Health Populi’s Hot Points:  You’re reading Health Populi  and I’m a health economist, so I’ll bring this study back to healthcare spending as a percentage of GDP, shown in the map. Dark blue covers the U.S. and in this map, represents over 13% of GDP. This is actually close to 18% today — about $1 in every $5 of the national economy. That nearly-20% is also the household budget cost of care for the average American family.

A critic of this Index and its methodology may argue with its construction and mix of variables. But the general results of the study are informative. The call-out of political will is timely and worth spotlighting in this moment of national U.S. healthcare reform controversy and stasis.

This begs a simple question: do Americans believe that every individual in the nation should have access to health care services, or not? In an op-ed by emergency room physician, Dr. Farzon Nahvi, observes via life-saving daily work that a free market for healthcare cannot exist…at least in the ER.

He is faced with saving lives, day after day, of people who arrive via ambulance, often waking up without realizing they were transported to the ER. “As an emergency medicine physician in a busy urban hospital, I have patients brought to me unconscious several times a day….More than once, however, such patients have regained consciousness furious. It wasn’t that they didn’t want to live — they were all simply upset at the costs their hospitalization incurred,” Dr. Nahvi explains.

He continues: “Most dismaying for me as a physician is that after all of my attempts to apply my compassion and training to save their lives…patients told me some variant of: ‘Thanks for what you’re doing, but I would rather that you hadn’t.’ [A] man with [a] brain bleed, who certainly would have died without our immediate intervention, expressed dismay. In the neurology intensive care unit, with a bolt through his skull to measure the pressure around his brain, he told me that while he did not have health insurance, he did have life insurance. He said he would rather have died and his family gotten that money than have lived and burdened them with the several-hundred-thousand-dollar bill, and likely bankruptcy, he was now stuck with.”

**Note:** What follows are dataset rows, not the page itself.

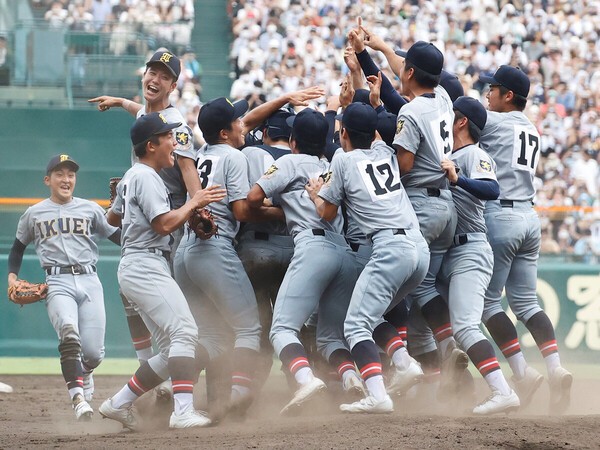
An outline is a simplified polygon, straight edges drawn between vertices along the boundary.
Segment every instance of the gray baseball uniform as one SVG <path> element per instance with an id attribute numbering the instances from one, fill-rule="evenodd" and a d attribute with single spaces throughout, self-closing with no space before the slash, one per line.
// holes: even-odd
<path id="1" fill-rule="evenodd" d="M 480 146 L 496 161 L 500 184 L 500 198 L 485 206 L 494 274 L 485 294 L 483 320 L 503 311 L 500 299 L 506 287 L 510 308 L 527 322 L 541 311 L 536 295 L 541 229 L 532 203 L 540 136 L 522 112 L 489 111 Z"/>
<path id="2" fill-rule="evenodd" d="M 278 355 L 300 344 L 298 333 L 317 307 L 319 352 L 329 360 L 335 350 L 346 349 L 343 323 L 356 281 L 354 258 L 341 234 L 341 214 L 331 222 L 321 219 L 304 189 L 328 168 L 316 156 L 287 155 L 257 181 L 267 197 L 278 196 L 295 244 L 273 311 L 270 337 Z"/>
<path id="3" fill-rule="evenodd" d="M 454 151 L 450 159 L 460 168 L 461 176 L 496 179 L 494 160 L 477 145 Z M 448 302 L 454 337 L 466 351 L 486 339 L 479 325 L 483 297 L 492 276 L 493 254 L 483 218 L 485 201 L 458 186 L 451 190 L 458 223 L 454 242 L 444 256 L 438 288 Z"/>
<path id="4" fill-rule="evenodd" d="M 256 297 L 233 247 L 239 222 L 231 209 L 231 203 L 248 194 L 248 160 L 226 144 L 205 145 L 196 159 L 202 188 L 218 184 L 227 190 L 227 196 L 209 207 L 219 226 L 218 237 L 197 239 L 186 226 L 175 255 L 175 279 L 198 323 L 199 342 L 211 359 L 229 348 L 231 329 L 235 348 L 258 351 Z"/>
<path id="5" fill-rule="evenodd" d="M 86 370 L 104 358 L 106 316 L 96 241 L 116 231 L 98 204 L 77 197 L 63 205 L 43 200 L 25 211 L 17 227 L 17 239 L 34 243 L 46 271 L 50 322 L 61 342 L 72 338 L 81 343 Z"/>
<path id="6" fill-rule="evenodd" d="M 373 244 L 348 308 L 344 333 L 350 347 L 372 341 L 383 314 L 425 277 L 429 264 L 427 243 L 400 182 L 394 151 L 382 141 L 371 149 L 336 155 L 331 178 L 319 196 L 346 206 L 347 214 Z M 401 265 L 398 262 L 402 261 Z"/>
<path id="7" fill-rule="evenodd" d="M 187 301 L 171 277 L 170 235 L 152 229 L 152 220 L 171 210 L 169 191 L 154 169 L 136 163 L 117 187 L 112 211 L 121 216 L 122 257 L 117 273 L 123 294 L 138 309 L 159 353 L 148 360 L 169 377 L 169 357 L 194 357 L 198 328 Z"/>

On March 10, 2017, House Speaker Paul Ryan said on the Hugh Hewitt radio show, “We’re going to have a free market, and you buy what you want to buy,” and if people don’t want it, “then they won’t buy it.” This doesn’t quite work in an emergency room when a provider like Dr. Nahvi has taken the Hippocratic Oath.

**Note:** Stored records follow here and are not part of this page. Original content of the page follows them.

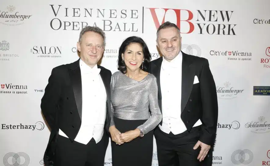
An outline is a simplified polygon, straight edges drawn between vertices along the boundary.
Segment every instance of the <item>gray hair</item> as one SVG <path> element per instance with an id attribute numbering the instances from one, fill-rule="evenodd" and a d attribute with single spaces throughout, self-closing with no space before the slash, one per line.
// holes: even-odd
<path id="1" fill-rule="evenodd" d="M 159 26 L 159 28 L 158 29 L 157 31 L 157 40 L 158 40 L 158 37 L 159 36 L 159 31 L 160 31 L 160 30 L 163 29 L 166 29 L 169 28 L 171 28 L 172 27 L 174 27 L 178 30 L 178 31 L 179 32 L 179 35 L 181 37 L 181 34 L 180 32 L 180 29 L 179 29 L 179 28 L 178 27 L 177 27 L 177 25 L 175 25 L 175 24 L 172 23 L 170 21 L 166 21 L 166 22 L 165 22 L 162 25 L 161 25 L 160 26 Z"/>
<path id="2" fill-rule="evenodd" d="M 80 43 L 82 42 L 82 37 L 86 32 L 93 32 L 100 35 L 103 38 L 103 46 L 105 46 L 106 42 L 105 39 L 105 33 L 103 31 L 98 27 L 91 27 L 91 26 L 87 26 L 82 28 L 81 32 L 80 33 L 80 37 L 79 37 L 79 42 Z"/>

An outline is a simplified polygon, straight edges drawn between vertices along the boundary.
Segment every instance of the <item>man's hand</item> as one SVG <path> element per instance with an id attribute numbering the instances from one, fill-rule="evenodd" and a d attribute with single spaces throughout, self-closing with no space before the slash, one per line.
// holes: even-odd
<path id="1" fill-rule="evenodd" d="M 140 130 L 136 128 L 121 134 L 120 135 L 121 141 L 124 143 L 130 142 L 140 136 Z"/>
<path id="2" fill-rule="evenodd" d="M 206 145 L 205 143 L 204 143 L 199 141 L 198 141 L 197 143 L 193 147 L 193 149 L 194 150 L 197 149 L 199 146 L 201 146 L 201 151 L 200 151 L 200 153 L 197 159 L 200 159 L 200 161 L 201 161 L 204 160 L 204 158 L 206 157 L 206 155 L 208 154 L 209 150 L 210 149 L 211 146 L 208 145 Z"/>
<path id="3" fill-rule="evenodd" d="M 113 141 L 119 145 L 124 143 L 120 139 L 120 135 L 121 134 L 121 132 L 117 130 L 115 126 L 113 125 L 110 126 L 110 128 L 109 128 L 109 132 L 111 134 L 111 140 Z"/>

Do a sufficient number of members of the U.S. Senate have the political will to lay the foundation for a civil, healthy society like so many high performing nations measured by the Global Access to Healthcare Index? Might we Americans have the sort of health system where we can choose life and the pursuit of happiness instead of being financially nudged to will a life insurance policy to our loved ones, as Dr. Nahvi’s story so starkly portrayed?

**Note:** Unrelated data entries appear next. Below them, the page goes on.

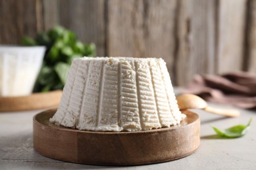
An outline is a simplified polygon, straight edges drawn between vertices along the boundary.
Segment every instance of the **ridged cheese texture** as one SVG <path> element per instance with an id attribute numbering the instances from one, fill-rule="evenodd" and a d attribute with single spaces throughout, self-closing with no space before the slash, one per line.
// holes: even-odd
<path id="1" fill-rule="evenodd" d="M 80 130 L 132 131 L 170 127 L 185 117 L 162 59 L 85 57 L 73 61 L 50 122 Z"/>

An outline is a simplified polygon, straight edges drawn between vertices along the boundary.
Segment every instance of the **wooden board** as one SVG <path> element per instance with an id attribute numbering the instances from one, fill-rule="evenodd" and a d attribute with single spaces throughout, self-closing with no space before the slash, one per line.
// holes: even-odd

The latest Pew poll into U.S. voters’ perspectives on health reform found that 58% of all Americans see it’s the Federal government’s responsibility to make sure all Americans have health care coverage, shown in the bar chart.

Imagine a U.S. healthcare system that bolsters primary care access for all, provides a basic medicines list, and boosts spending on social care and underlying determinants of health to promote wellness and prevent illness and non-communicable diseases. These are the building blocks of a civil society and a sustainable healthcare system. There’s a direct correlation between health care quality, access, and equity. And the U.S. fails on that metric.